Getting back to work after an exhibition can feel very random - not quite knowing yet which way to turn. Trying to find a new direction, the results are not homogenous at all - never mind.
The following paintings and drawings, which emerged over the last year, are among my most recent and most precious ones, because I finally allowed myself to let go of aiming for sellable results.
"I experimented with chance and holding a state of indefiniteness as long as possible, abandoning any agenda towards the outcome.
I begin with a small brush and let it run over the canvas, deliberately withholding too much attention, while staying in the abstract. I stop and see if an inspiring shape arises, and start developing it. If the canvas gets too crammed with lines, I sort them out by colouring intersections, then reducing superfluous lines. There is no item or person on any of the pictures that I drew with a preset intention."

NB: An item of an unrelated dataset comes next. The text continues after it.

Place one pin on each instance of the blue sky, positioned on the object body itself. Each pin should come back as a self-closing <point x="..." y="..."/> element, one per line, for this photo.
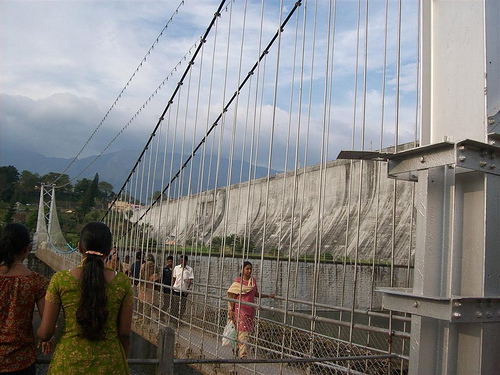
<point x="64" y="63"/>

This series of drawings, I think I can safely claim, go back to my last year's intuitive writing exercises. I tried a similar approach in drawing and worked very quickly, going through a large amount of paper. Starting with random lines, they emerged entirely unplanned and bare of intention. Inspired by my then-new studio-mate and collage artist Alison Kurke,
I coloured the works with very thin layers of printed paper.
The paintings I developed in a very similar way - starting each canvas with random lines, sometimes left over from older paintings underneath. While in the ink drawings this process stays visible, the oils, conversely, can be layered, changed and improved. The subjects in the resulting paintings were in no way planned but emerged from jumbles of lines which I then elaborated towards discernable images.
It was a real pleasure to exhibit in Peebles Library, Museum & Gallery's most beautiful showroom!